Using Docker (use latest Docker):

$ docker run --shm-size=1g --rm -v "$(pwd)":/sitespeed.io sitespeedio/sitespeed.io https://www.sitespeed.io/

Or install using npm:

$ npm i -g sitespeed.io

Or clone the repo and test the latest changes:

$ git clone https://github.com/sitespeedio/sitespeed.io.git
$ cd sitespeed.io
$ npm install
$ bin/sitespeed.js --help
$ bin/sitespeed.js https://www.sitespeed.io/

More details

Using sitespeed.io you can:

  • Test your web site against Web Performance best practices using the Coach.
  • Collect Navigation Timing API, User Timing API and Visual Metrics from Firefox/Chrome using Browsertime.
  • Run your custom-made JavaScript and collect whichever metric(s) you need.
  • Test one or multiple pages, across one or many runs to get more-accurate metrics.
  • Create HTML-result pages or store the metrics in Graphite.
  • Write your own plugins that can do whatever tests you want/need.

See all the latest changes in the Changelog.

If you use Firefox 55 (or later) please have a look at https://github.com/sitespeedio/browsertime/issues/358. We are waiting on the new extension from Mozilla to be able to export the HAR.

Checkout our example dashboard.sitespeed.io

A summary report in HTML:

Individual page report:

Collected metrics from a URL in Graphite/Grafana:

Video - easiest using Docker. This gif is optimized, the quality is much better IRL:

Test using WebPageReplay

We have a special Docker container that comes with WebPageReplay installed. This is a really early alpha release but we think you should try it out.

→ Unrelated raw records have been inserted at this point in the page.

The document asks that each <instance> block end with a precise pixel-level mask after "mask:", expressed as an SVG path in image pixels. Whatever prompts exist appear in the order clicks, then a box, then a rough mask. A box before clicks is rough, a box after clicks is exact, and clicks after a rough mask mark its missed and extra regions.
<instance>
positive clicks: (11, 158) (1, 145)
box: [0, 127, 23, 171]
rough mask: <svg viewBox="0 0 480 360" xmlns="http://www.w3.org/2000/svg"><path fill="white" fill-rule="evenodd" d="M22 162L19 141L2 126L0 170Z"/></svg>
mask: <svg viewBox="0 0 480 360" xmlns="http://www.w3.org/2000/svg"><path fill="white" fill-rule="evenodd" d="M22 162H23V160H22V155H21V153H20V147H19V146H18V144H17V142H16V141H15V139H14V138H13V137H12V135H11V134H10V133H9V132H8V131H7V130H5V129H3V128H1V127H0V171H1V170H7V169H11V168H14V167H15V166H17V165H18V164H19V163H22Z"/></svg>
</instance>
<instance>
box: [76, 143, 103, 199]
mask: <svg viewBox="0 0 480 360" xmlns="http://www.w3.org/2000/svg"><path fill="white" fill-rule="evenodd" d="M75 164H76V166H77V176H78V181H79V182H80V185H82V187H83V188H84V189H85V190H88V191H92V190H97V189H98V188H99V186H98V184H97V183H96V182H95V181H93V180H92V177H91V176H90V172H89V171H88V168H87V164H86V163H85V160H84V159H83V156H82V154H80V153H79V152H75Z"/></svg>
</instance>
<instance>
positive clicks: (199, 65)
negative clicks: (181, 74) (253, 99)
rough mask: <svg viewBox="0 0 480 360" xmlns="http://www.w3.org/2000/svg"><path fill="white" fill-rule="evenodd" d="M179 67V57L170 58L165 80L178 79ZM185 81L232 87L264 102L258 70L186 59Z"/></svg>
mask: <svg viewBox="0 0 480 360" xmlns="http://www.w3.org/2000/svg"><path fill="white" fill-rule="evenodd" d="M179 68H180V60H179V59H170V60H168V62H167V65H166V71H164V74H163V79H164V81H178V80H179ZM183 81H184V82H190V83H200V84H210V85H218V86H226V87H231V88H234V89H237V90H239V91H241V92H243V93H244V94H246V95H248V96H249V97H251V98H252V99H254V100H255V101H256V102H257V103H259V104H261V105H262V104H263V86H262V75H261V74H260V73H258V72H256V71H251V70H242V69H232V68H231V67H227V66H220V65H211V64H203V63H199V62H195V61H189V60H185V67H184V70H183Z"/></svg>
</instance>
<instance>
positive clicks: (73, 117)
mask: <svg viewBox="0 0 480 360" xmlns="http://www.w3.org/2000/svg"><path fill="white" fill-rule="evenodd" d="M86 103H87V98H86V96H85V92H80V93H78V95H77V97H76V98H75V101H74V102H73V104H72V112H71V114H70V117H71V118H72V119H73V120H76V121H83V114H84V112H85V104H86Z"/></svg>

WebPageReplay will let you replay your page locally (getting rid of server latency etc) and makes it easier to have stable metrics and find front end regressions.

It works like this:

  1. WebPageReplay is started in record mode
  2. Browsertime access the URLs you choose one time (so it is recorded)
  3. WebPageReplay is closed down
  4. WebPageReplay in replay mode is started
  5. Sitespeed.io (using Browsertime) test the URL so many times you choose
  6. WebPageReplay in replay mode is closed down

You can change latency by setting a Docker environment variable. Use REPLAY to turn on the replay functionality.

Default browser is Chrome:

docker run --cap-add=NET_ADMIN --shm-size=1g --rm -v "$(pwd)":/sitespeed.io -e REPLAY=true -e LATENCY=100 sitespeedio/sitespeed.io:6.1.3-wpr-alpha -n 5 -b chrome https://en.wikipedia.org/wiki/Barack_Obama

Use Firefox:

docker run --cap-add=NET_ADMIN --shm-size=1g --rm -v "$(pwd)":/sitespeed.io -e REPLAY=true -e LATENCY=100 sitespeedio/sitespeed.io:6.1.3-wpr-alpha -n 11 --browsertime.skipHar -b firefox https://en.wikipedia.org/wiki/Barack_Obama

IMPORTANT: We use Firefox 57 for WebPageReplay because we need to run a higher version than 54, that means we cannot get a HAR file until Mozilla releases the new way of getting that HAR. That's why you need to add --skipHar for Firefox.